Morrigan and Leta flank Zathrian on the way back down. The mabari stays at Leta’s side for once instead of wandering, both their teeth bared.

The talks fail in no time at all and Leta is full of rage. She fights Zathrian to a standstill and Morrigan is blessedly silent about who they’re defending. Not especially eager to fight a dozen werewolves and a spirit instead of one mage, maybe. Zathrian breaks the curse and the humans run off to join a world they’ve never known. When the new keeper has promised her support and Danyla is buried, the three of them head west once more to rejoin the others at Recliffe.

An hour or so after leaving the camp Morrigan says, “My mother, you know, created her own monsters. Or became them, maybe. She’s the one who taught me to shapeshift.”

This is not terribly surprising. Who else in the Korcari Wilds could’ve taught her?

“When she was young, she was betrayed…”

Halfway through the story Morrigan’s hand rests gingerly against Leta’s back for a moment. The sky is clear, the road blessedly free of sylvans and giant spiders. They travel on.

***

Leta is heading into Redclife from their camp for the sixth time in as many days when she’s told something’s happening at the keep. She finds the Arl recovered and appropriately grateful, Leliana and Alistair both overcome with religious fervor over the temple of Andraste. An errand she is glad to have been spared.

The Arl’s gratitude is accompanied by some very wild ideas about making Alistair king. He would be unlikely to allow darkspawn to take over the countryside, she supposes. For all the Arl’s talk of bloodlines and Ferelden sovereignty, Leta suspects it’s Alistair’s biddable nature and personal loyalty to Eamon that motivate him. She would not mind a king in her debt either.

Sten’s absence cannot fail to be conspicuous.

“He attacked me,” Alistair tells her. “I sent him back to the Qunari - he’s no good to us if we can’t trust him at our back.”

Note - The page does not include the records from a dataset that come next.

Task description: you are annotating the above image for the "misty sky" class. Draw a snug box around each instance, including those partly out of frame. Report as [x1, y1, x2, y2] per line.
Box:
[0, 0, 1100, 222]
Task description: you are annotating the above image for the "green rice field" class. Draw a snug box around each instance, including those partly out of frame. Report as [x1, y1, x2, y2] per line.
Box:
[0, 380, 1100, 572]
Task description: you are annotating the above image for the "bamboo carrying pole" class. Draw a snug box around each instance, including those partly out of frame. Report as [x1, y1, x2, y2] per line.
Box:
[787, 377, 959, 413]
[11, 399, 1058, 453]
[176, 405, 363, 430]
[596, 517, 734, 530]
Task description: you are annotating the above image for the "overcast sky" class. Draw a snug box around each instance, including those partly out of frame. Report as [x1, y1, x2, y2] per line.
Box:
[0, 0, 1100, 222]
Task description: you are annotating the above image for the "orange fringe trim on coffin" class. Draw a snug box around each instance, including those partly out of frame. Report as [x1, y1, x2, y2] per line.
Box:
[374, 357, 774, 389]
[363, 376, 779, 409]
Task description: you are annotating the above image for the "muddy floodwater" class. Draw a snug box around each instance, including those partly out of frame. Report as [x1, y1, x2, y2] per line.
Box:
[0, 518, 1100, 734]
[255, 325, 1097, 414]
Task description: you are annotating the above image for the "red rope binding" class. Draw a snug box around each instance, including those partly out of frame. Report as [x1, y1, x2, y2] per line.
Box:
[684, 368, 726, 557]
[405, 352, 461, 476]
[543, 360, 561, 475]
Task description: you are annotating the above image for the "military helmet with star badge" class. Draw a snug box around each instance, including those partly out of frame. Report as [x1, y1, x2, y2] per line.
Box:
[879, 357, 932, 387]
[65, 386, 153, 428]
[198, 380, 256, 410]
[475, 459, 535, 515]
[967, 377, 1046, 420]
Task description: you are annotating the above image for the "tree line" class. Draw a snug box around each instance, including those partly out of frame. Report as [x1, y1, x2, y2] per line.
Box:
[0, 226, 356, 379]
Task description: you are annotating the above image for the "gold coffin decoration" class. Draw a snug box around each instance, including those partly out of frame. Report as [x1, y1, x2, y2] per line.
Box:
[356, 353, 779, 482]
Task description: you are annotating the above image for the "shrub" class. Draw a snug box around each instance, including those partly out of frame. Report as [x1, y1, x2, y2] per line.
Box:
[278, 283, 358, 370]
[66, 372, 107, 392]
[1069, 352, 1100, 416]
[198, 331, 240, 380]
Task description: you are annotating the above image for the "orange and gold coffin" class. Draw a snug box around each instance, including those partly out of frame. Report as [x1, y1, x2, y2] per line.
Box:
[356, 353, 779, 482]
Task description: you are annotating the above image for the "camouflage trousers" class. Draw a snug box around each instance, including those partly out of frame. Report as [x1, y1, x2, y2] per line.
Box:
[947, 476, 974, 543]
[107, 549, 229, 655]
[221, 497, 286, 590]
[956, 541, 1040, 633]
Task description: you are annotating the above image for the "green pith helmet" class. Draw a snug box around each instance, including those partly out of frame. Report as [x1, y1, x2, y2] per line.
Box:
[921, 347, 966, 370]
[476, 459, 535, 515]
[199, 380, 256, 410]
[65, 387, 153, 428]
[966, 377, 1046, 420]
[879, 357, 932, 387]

It’s true enough. Still, five cannot be split as easily as six. They travel together to Orzammer, Morrigan asking about Alistair’s secret birthright - how convenient, that one of the surviving wardens should also be heir to the throne. Leliana asks Morrigan intrusive questions about her mother in turn. Leta listens, and watches her companions, and occasionally draws them out. Morrigan is poisonous and uncomfortable in company; if she only chose her targets differently she might have been one of Leta’s sisters. Leliana’s piety remains unsettling. It’s a motive Leta can’t trust, however sincere it may be. The same traits that would make Alistair a disastrous king make him a trusted ally so long as older loyalties didn’t come into competition with current ones. They are too volatile, too at odds with one another, her current friends. But they fight well together. Bandits and assassins alike fall before them on the way to Orzammer.

***

Leta wakes in a panic from a dream about the archdemon. The sign of a true blight, Alistair tells her, that they both dream of it. Poison in their veins, fell dreams, solving everyone else’s problems so they will agree to do something about the darkspawn currently killing everyone in their path: the glamorous life of a Grey Warden.

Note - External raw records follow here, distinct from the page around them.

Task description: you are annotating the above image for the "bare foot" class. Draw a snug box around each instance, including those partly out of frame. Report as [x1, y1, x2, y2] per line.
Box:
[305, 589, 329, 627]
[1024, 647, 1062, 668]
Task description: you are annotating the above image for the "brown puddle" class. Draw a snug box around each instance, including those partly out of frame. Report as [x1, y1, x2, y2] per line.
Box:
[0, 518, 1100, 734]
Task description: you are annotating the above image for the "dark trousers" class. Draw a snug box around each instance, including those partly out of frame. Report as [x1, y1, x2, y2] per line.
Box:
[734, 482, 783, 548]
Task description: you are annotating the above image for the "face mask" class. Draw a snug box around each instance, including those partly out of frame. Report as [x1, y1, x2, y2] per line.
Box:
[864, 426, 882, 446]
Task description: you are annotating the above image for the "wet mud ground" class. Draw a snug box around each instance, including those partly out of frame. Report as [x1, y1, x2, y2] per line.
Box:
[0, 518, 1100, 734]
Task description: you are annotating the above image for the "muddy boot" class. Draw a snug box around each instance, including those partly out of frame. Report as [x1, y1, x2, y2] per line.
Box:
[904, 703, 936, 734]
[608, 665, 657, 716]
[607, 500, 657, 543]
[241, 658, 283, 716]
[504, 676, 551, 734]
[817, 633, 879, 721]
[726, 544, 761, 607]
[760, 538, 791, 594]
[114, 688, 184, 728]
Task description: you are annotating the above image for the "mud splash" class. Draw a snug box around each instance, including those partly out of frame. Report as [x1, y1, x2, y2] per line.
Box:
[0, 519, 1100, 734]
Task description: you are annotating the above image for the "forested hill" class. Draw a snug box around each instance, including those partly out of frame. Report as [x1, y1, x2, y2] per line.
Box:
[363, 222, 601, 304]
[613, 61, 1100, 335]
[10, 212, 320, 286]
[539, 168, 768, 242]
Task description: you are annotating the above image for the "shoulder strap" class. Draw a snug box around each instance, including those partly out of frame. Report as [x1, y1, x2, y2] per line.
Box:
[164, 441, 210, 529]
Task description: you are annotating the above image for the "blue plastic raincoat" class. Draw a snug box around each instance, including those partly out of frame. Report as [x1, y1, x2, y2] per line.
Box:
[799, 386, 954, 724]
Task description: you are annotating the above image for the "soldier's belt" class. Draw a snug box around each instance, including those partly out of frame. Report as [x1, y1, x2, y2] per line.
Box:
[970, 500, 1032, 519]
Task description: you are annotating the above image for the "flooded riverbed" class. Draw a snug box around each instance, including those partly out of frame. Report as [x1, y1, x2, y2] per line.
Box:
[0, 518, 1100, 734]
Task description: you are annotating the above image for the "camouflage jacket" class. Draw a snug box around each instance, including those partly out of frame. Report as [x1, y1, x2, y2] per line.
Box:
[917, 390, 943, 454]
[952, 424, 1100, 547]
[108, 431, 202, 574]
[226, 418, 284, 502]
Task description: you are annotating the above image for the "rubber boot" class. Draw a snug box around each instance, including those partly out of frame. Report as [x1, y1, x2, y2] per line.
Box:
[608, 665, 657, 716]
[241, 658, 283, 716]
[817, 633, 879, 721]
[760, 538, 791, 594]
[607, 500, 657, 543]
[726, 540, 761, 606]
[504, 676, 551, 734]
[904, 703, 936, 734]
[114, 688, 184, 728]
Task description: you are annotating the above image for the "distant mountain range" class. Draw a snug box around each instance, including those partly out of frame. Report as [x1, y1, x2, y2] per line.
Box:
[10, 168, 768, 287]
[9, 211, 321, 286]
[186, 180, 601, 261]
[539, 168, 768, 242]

The glamorous short life of a warden. It’s not that Leta thought she would live a long one, fighting darkspawn and blamed for killing a king. She was a practical woman. The certainty of death still came as a blow.

“Thirty years after the joining. The older wardens would say you knew when it was coming so you could go to the deep roads to fight until you die,” Alistair tells her.

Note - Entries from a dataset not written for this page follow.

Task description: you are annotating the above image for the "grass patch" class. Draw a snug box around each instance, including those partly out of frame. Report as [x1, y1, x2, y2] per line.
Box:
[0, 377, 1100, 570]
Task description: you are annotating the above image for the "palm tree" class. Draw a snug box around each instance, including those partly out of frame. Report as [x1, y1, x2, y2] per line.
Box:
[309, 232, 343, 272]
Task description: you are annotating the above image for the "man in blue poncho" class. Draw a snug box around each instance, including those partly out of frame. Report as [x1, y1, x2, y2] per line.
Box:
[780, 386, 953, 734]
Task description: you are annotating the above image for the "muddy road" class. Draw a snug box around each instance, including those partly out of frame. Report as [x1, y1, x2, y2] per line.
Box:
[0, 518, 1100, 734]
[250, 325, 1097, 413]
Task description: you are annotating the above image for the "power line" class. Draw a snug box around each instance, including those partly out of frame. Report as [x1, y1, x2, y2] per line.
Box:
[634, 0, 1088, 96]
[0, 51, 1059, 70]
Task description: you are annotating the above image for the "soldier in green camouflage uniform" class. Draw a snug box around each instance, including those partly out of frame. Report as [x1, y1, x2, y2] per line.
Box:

She is lonely among all these humans away from everyone she knows. As Leta brews poisons that evening just far enough from the fire for safety, she flirts with Alistair until he stammers and walks away. The way he pretends to ignore Morrigan’s laughter is almost believable.

“Alistair? Truly?” she asks.

“You have seen him.”

“He can be endearingly naive,” Leliana agrees. “Like a wide-eyed ingenue, no? Not really my type but there’s a certain appeal.”

“Surely not once he opens his mouth!”

The three of them get drunk on a truly repulsive bottle of brandy taken from some dank cave, sprawled on the ground as they brag about heroic exploits and past lovers and the glorious futures that await them after the war.

In the morning Leta apologizes to Alistair and tries not to smile when he blushes and assures her she’s forgiven.

She gives him an unsettling statuette from the Brecilian forest and listens to his delighted theories about its possible eldritch qualities. He would be a terrible king. She’s glad to have him at her side.

***

There is no end to the favors Harrowmont asks. They need a paragon to break their deadlock? She will drag one back from the center of the horde if need be.

Branka’s husband is a disaster, reeking of drink and rude to everyone. He knows the Deep Roads so she brings him anyway. At least he doesn’t try to duel anyone or fret over their souls. They’ll take what they can get.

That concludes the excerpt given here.